0 | 1 | 2 | 3 | 4 | 5 | 6 | 7 | 8 | 9 | ... | 90 | 91 | 92 | 93 | 94 | 95 | 96 | 97 | 98 | 99 | |
---|---|---|---|---|---|---|---|---|---|---|---|---|---|---|---|---|---|---|---|---|---|
0 | 1.069693 | 0.178045 | -1.494915 | 1.975032 | 0.821181 | -0.237772 | -0.952073 | -0.296611 | -3.084478 | -1.059440 | ... | -0.373738 | -1.569935 | -3.687043 | 0.155367 | 0.716785 | -0.532835 | -0.148241 | 2.769564 | -0.610424 | -1.721455 |
1 | 0.576653 | -1.412108 | -2.440013 | 2.347250 | 0.058851 | 0.432892 | -0.617848 | -0.992708 | -1.153835 | 0.419545 | ... | -1.235869 | -0.771894 | -2.954011 | -0.232072 | -0.430426 | -0.326765 | -0.040944 | 0.135734 | 0.554869 | -1.329786 |
2 | -1.158351 | -0.213180 | -2.251126 | 2.846082 | 0.778042 | 0.325837 | -0.533828 | -0.531405 | -3.166338 | -0.376345 | ... | -0.097557 | 0.173748 | -4.151709 | 1.077599 | -0.321112 | 0.823240 | -2.134309 | 0.777602 | 1.781383 | -4.190876 |
3 | 0.042752 | 0.426476 | -1.134072 | 1.108936 | -0.686854 | -0.832317 | -0.604564 | -0.258482 | -1.826194 | -0.151843 | ... | -1.789804 | -2.944545 | -2.614629 | -1.172493 | -1.010654 | 0.851054 | -0.698927 | 1.539879 | 1.511696 | -1.148776 |
4 | -1.723339 | -2.885207 | -2.834879 | 2.373493 | -1.766554 | 0.772403 | -1.874856 | 2.813653 | -1.315448 | 1.487623 | ... | -3.770599 | 1.020818 | -4.491113 | 2.180514 | 3.247819 | 2.867793 | -0.491228 | 2.126635 | -3.065429 | -2.985566 |
5 rows × 100 columns
Plotting the results¶
Here are the results of the doc2vec semantic company embedding after dimensionality reduction using PCA.
These look great!
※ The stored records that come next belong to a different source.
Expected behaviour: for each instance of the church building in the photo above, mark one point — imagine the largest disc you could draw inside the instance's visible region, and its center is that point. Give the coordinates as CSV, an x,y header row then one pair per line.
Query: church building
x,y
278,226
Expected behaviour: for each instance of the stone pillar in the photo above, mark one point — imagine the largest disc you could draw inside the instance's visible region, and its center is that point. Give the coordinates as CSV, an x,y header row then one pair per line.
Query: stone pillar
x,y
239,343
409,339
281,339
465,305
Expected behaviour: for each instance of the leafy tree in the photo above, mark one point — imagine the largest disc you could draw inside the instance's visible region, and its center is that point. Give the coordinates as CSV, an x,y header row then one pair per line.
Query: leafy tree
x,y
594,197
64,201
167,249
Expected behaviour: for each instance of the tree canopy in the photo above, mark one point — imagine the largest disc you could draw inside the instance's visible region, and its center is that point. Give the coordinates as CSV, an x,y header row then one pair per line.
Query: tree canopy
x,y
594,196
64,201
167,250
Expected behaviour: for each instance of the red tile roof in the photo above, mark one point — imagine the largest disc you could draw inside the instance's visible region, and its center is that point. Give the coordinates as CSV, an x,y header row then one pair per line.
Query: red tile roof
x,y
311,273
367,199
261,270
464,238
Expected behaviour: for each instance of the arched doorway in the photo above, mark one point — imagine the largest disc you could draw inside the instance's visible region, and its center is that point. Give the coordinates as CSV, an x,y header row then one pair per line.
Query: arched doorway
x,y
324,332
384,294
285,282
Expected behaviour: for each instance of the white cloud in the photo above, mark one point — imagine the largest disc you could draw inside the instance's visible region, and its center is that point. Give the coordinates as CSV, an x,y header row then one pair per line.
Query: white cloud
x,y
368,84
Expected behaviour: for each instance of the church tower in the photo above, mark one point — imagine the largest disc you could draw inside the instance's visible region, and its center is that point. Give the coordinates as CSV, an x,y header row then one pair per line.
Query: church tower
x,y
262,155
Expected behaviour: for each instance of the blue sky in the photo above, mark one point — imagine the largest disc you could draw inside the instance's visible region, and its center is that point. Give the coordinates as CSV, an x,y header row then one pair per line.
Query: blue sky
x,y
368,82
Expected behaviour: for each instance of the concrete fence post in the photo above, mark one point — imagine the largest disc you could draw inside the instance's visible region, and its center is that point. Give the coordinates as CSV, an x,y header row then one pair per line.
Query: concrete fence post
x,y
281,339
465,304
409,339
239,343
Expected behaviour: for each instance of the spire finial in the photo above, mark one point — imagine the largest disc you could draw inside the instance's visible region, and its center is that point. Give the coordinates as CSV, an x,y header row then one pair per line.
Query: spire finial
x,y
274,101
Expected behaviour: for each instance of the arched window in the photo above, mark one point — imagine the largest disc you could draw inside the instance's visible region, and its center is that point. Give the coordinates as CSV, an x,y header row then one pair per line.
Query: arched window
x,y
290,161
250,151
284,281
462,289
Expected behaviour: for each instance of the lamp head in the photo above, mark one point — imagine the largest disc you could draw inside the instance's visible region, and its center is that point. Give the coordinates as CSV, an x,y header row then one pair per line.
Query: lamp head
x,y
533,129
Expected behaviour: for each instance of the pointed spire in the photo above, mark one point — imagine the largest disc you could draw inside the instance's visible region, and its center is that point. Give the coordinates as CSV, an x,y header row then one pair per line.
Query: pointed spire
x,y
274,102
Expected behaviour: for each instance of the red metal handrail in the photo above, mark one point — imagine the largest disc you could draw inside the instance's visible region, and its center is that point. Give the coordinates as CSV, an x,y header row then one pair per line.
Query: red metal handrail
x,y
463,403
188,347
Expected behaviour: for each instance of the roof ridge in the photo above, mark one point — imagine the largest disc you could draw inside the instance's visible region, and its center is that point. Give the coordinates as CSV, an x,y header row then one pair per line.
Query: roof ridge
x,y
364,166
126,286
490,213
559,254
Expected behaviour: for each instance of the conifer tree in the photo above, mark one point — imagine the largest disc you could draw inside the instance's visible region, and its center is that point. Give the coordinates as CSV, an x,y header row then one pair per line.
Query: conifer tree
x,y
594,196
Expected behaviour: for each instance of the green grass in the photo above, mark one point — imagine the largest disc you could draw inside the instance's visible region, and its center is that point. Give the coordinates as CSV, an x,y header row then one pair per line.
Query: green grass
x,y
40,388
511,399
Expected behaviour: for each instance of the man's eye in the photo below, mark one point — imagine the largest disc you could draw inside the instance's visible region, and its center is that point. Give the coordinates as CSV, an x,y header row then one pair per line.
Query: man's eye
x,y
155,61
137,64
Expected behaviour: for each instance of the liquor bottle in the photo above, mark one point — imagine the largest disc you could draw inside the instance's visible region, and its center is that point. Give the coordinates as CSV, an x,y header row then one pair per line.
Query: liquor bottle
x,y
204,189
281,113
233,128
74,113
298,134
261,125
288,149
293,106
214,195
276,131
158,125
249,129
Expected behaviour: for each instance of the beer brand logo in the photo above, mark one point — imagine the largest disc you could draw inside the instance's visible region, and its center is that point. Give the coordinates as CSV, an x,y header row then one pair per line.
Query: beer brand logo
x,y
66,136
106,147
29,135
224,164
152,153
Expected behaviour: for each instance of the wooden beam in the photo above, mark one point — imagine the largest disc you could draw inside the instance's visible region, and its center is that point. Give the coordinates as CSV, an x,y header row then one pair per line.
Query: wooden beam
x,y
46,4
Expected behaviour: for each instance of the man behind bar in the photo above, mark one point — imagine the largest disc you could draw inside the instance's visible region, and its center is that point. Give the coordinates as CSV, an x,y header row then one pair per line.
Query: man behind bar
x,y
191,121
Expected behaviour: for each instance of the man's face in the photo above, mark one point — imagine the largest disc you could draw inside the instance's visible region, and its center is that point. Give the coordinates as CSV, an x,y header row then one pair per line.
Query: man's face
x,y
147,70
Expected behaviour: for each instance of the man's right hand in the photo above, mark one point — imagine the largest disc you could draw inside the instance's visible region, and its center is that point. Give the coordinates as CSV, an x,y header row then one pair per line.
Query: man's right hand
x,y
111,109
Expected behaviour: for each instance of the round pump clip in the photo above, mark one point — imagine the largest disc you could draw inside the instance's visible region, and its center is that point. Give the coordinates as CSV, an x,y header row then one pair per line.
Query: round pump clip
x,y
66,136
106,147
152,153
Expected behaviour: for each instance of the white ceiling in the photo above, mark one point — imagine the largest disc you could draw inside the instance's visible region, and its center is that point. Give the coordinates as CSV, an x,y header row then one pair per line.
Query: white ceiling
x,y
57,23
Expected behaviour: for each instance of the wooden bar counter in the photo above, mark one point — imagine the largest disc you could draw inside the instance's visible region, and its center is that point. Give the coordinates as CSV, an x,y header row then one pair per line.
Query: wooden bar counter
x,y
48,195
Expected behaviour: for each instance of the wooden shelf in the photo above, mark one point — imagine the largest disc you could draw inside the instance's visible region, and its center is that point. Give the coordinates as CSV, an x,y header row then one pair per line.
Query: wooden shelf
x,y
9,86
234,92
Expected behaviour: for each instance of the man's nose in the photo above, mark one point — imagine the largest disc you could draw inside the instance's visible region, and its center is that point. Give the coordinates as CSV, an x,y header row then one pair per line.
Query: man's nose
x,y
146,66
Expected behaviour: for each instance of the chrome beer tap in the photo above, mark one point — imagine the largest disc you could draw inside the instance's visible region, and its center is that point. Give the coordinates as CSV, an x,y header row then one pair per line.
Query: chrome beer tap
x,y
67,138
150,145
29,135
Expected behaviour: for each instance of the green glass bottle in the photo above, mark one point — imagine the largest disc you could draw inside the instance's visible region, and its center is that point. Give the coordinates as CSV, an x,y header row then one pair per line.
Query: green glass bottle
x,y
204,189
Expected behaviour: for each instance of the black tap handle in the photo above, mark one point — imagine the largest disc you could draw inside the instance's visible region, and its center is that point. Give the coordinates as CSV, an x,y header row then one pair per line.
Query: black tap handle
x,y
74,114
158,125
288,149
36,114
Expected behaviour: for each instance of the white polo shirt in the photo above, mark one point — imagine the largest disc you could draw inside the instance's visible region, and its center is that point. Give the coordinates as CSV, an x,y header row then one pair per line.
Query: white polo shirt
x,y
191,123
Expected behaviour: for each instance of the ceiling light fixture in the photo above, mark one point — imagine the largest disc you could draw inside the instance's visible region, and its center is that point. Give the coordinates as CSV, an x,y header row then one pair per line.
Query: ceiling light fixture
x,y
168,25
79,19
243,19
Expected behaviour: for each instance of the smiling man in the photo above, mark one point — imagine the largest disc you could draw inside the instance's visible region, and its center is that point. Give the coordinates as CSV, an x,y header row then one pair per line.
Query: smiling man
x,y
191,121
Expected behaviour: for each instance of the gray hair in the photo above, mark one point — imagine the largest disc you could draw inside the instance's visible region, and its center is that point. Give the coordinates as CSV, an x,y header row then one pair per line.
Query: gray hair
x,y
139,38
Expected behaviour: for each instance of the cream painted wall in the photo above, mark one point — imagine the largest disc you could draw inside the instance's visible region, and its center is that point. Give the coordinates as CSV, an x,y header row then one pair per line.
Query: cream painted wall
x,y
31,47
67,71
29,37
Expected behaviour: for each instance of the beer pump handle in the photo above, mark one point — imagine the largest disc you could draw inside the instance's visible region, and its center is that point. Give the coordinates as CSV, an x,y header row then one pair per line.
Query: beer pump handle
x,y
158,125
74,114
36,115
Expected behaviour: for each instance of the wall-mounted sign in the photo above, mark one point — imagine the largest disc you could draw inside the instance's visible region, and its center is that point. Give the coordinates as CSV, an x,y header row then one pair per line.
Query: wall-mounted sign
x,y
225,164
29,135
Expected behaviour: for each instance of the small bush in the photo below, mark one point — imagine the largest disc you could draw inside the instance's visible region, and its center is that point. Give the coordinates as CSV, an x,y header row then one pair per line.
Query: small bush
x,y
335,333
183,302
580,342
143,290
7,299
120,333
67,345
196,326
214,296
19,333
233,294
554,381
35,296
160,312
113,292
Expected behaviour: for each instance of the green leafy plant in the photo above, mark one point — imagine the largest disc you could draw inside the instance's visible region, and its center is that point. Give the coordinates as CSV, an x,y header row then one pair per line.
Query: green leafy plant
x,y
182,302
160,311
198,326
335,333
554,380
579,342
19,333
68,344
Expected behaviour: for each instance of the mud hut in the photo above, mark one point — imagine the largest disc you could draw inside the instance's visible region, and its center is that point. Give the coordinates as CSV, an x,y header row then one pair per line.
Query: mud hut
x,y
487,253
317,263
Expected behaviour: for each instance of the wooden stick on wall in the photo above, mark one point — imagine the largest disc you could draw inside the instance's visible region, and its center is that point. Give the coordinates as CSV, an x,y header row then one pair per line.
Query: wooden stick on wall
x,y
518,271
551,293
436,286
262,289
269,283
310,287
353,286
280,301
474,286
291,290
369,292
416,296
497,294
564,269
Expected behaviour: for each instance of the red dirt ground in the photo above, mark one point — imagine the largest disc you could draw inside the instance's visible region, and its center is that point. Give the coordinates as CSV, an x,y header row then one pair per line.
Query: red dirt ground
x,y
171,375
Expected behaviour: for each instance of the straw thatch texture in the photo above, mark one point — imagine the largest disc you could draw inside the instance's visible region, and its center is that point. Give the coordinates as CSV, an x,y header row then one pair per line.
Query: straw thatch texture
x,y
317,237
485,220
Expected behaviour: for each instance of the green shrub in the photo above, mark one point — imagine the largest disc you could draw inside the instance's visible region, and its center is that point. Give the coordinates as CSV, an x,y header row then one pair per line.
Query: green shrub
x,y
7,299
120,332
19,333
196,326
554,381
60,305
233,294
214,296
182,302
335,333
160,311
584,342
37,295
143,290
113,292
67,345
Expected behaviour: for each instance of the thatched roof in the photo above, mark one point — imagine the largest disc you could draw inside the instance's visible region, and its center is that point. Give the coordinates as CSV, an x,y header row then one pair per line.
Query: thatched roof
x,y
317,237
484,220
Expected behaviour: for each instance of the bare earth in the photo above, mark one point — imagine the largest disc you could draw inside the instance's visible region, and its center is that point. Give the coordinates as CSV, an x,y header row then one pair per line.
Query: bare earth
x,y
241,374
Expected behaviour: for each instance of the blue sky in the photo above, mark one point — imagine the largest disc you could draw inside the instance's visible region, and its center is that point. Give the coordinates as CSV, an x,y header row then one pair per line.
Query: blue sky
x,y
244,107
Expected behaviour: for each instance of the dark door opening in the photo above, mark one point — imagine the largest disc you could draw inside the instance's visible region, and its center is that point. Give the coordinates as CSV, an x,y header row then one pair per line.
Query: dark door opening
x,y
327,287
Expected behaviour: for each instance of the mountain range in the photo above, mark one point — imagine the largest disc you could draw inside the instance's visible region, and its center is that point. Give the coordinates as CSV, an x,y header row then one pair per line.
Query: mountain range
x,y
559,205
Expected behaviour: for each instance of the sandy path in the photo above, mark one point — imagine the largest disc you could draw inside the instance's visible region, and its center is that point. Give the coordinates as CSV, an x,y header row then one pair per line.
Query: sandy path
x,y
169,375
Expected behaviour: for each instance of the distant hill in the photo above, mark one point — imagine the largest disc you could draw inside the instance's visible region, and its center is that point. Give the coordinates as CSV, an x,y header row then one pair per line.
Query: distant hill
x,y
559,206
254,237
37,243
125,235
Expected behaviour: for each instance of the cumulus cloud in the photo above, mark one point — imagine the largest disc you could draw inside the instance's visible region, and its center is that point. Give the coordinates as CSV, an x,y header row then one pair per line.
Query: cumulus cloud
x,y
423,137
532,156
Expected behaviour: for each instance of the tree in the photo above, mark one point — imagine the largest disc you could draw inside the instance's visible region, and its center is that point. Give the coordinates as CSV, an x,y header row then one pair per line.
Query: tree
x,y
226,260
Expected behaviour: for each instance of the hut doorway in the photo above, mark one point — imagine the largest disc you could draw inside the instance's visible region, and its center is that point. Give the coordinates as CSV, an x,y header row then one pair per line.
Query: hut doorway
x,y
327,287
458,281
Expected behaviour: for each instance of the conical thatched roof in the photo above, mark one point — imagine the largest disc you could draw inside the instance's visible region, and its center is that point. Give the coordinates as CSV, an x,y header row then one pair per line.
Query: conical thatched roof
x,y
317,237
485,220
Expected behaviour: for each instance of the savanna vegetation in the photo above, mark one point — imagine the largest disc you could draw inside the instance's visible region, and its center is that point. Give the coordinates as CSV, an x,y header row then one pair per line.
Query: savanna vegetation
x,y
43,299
It seems doc2vec was able to create embeddings for our companies that separated them by industry very well, even after the PCA dimensionality reduction.
Performance Evaluation¶
conf_mat = std_func.conf_mat(doc_vec_2,df)

dot_product_df, accuracy, cm = std_func.dot_product(doc_vec_2,df)
from sklearn.metrics import classification_report
print(classification_report(dot_product_df["y_true"], dot_product_df["y_pred"], target_names=df["SIC_desc"].unique()))
precision recall f1-score support
Prepackaged Software (mass reproduction of software) 0.92 0.88 0.90 80
Crude Petroleum and Natural Gas 0.94 0.95 0.94 208
Pharmaceutical Preparations 0.82 0.86 0.84 80
Real Estate Investment Trusts 0.90 0.92 0.91 191
State Commercial Banks (commercial banking) 0.98 0.93 0.96 116
accuracy 0.92 675
macro avg 0.91 0.91 0.91 675
weighted avg 0.92 0.92 0.92 675
From the confusion matrix and the classification report, we can conclude that the doc2vec company embedding does a great job at classifying the category of the companies. This is in line with our observations of the PCA plots, as they did a very good job at separating companies in different industries.